DocketNumber: No. 23333.
Judges: Graves, Hawkins
Filed Date: 4/24/1946
Status: Precedential
Modified Date: 11/15/2024
Appellant received a penalty of $100.00 fine and twelve months in jail for a violation of the liquor laws of Upshur County, and he appeals.
The facts shown herein evidence that appellant and another were seen traveling in a car by two Liquor Control Board officers, and followed by them. Appellant was seen to get out of the car with a large paper sack in his hand and enter a certain building in Gilmer; at this point the officers approached and got out of their car, whereupon something was said by appellant's companion. The officers then attempted to enter such building, which appellant had just gone into, but found the door locked. They were in possession of a search warrant for such building and entered the door by force. Therein they found appellant who was engaged in breaking some bottles, which the officers testified had contained whisky. There was no one else in the *Page 474 building, and five pint bottles were found broken, the stamps thereon still being intact over the mouth of the bottles.
Appellant contended that the search warrant and its affidavit were fatally defective in failing to state what was the probable cause for the making of the affidavit upon which the search warrant was based. It is noted that this affidavit is not based on information and belief of the affiant, but upon the fact that affiant had been informed by credible persons that such things existed and were taking place at the premises desired to be searched. We think such statement is in accord with our holdings in the cases of Weaver v. State,
A further complaint is found herein because of the fact that after both sides in this cause had rested and before the court's charge had been read to the jury, at the request of the State, the court allowed the reopening of the case, and testimony of one of the officers was allowed to the effect that the broken bottles they found appellant breaking up were pint bottles and approximately two and one-half quarts of whisky had been contained in such bottles. We think the trial court was justified in view of Art. 643, C. C. P., which read as follows:
"The court shall allow testimony to be introduced at any time before the argument of a cause is concluded, if it appear that it is necessary to a due administration of justice. * * *"
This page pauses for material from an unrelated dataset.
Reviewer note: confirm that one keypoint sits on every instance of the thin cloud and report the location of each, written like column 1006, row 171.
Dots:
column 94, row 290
Appellant's contention that the trial court should have charged upon circumstantial evidence cannot be sustained. It is noted, however, that appellant's attorneys prepared and requested the trial court to give a charge on circumstantial evidence, which charge the court refused to give. We think that neither the facts nor the law called for such a charge. Where more than a quart of intoxicating liquor was found in accused's possession, a charge on circumstantial evidence in a prosecution for possessing liquor for purpose of sale is not called for. See Terry v. State, 101 Tex.Crim. R.,
Appellant also complains because the trial court failed to define the term "possession" in his charge to the jury. Such a charge, we think, was not necessary in this cause. "Where the undisputed evidence shows — as it does here — that accused was in possession of the whisky, an omission from the charge of the definition of possession cannot be held erroneous." Miller v. State, 134 Tex.Crim. R.; Magee v. State,
We see no error evidenced herein, and the judgment will therefore be affirmed.